La colata con l’utilizzo delbuttermilk viene chiamata takradharā e la procedura è del tutto simile a quella dello śirodharā.

Indicazioni:
capelli prematuramente grigi o con altri problemi, forfora, psoriasi del cuoio cappelluto, mal di testa.

a) inserire 200/250 gr di polvere di āmalakī e altre erbe secondo conoscenza, in 1600 ml di acqua, far bollire fino a restringere della metà, filtrare. Aggiungere 750 ml di fresco buttermilk ed alcune gocce di sostanza aromatica in base alla prakruti ed usare ad una temperatura conveniente.
b) mettere un litro e mezzo di latte in sei litri d’acqua, inserire un sacchetto di stoffa contenente 100 grammi di radice di mustā e far bollire fino a ridurre la quantità complessiva ad un litro e mezzo. Dopo aver ben strizzato il sacchettino di mustā aggiungere 300/400 grammi di yogurt e farlo fermentare per una intera notte. Il giorno seguente preparare un decotto di āmalakī inserendo 200 grammi di prodotto in otto litri di acqua e farlo evaporare fino a ridurlo adun litro e mezzo, al termine unirlo al prodotto fermentato. Anche in questo caso, dopo aver ben mescolato, prima dell’utilizzo, intiepidire al punto giusto.

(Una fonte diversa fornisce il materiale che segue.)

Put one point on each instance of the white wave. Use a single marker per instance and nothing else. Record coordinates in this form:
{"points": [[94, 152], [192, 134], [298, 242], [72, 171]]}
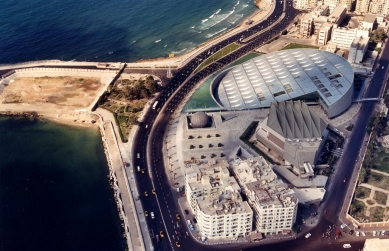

Per l’esecuzione di questa procedura viene fissato sulla testa del paziente un cappello di forma cilindrica, aperto sulla sommità e accuratamente sigillato ai bordi con una pasta di farina di ceci. Successivamente il copricapo, riempito di olio curativo, va mantenuto da 30 a 50 minuti secondo la necessità. Questo trattamento è indicato soprattutto per i disturbi nervosi, l’insonnia, la paralisi facciale, il mal di testa e persino per la forfora.

Occorrente:
un apposito cappello, una sedia comoda, una pentola ed una fonte di calore, olio curativo, un contenitore per trasferire l’olio dalla pentola al copricapo, del cotone per contenere ed assorbire le eventuali perdite d’olio, farina di ceci, cucchiai, garze, una spugna, gli stessi oli a scelta suggeriti per lo śirodharā.

Procedura:
chiedere al cliente di sedersi sulla sedia ed in primo luogo fissare con cura, con la pasta di farina di ceci, il cappello sulla sua testa. In alternativa per fissarlo si possono anche usare delle bende. Riscaldare l’olio controllando la temperatura con la mano, poi versarlo nel cappello assicurandosi che il liquido superi la sommità del capo di almeno tre dita. Di tanto in tanto rabboccare con olio caldo per mantenere una temperatura ideale e costante. Se dovessero esserci delle perdite contenerle con una spugna o, meglio ancora, con il cotone. Al termine assorbire l’olio con il cotone o con la spugna e rimuovere il cappello. Per concludere, pulire la testa con una salvietta ed eseguire un delicato massaggio sul cuoio cappelluto e sul collo.

N.B.: Un risultato migliore si otterrebbe rasando i capelli, in tal caso, potendo meglio sigillare, si eviterebbero ancheperdite e sgocciolamenti. Le persone, tuttavia, soprattutto in India dove si attribuisce ai capelli un valore estetico molto alto, non sono normalmente disposte a rasarsi, se non in casi gravi.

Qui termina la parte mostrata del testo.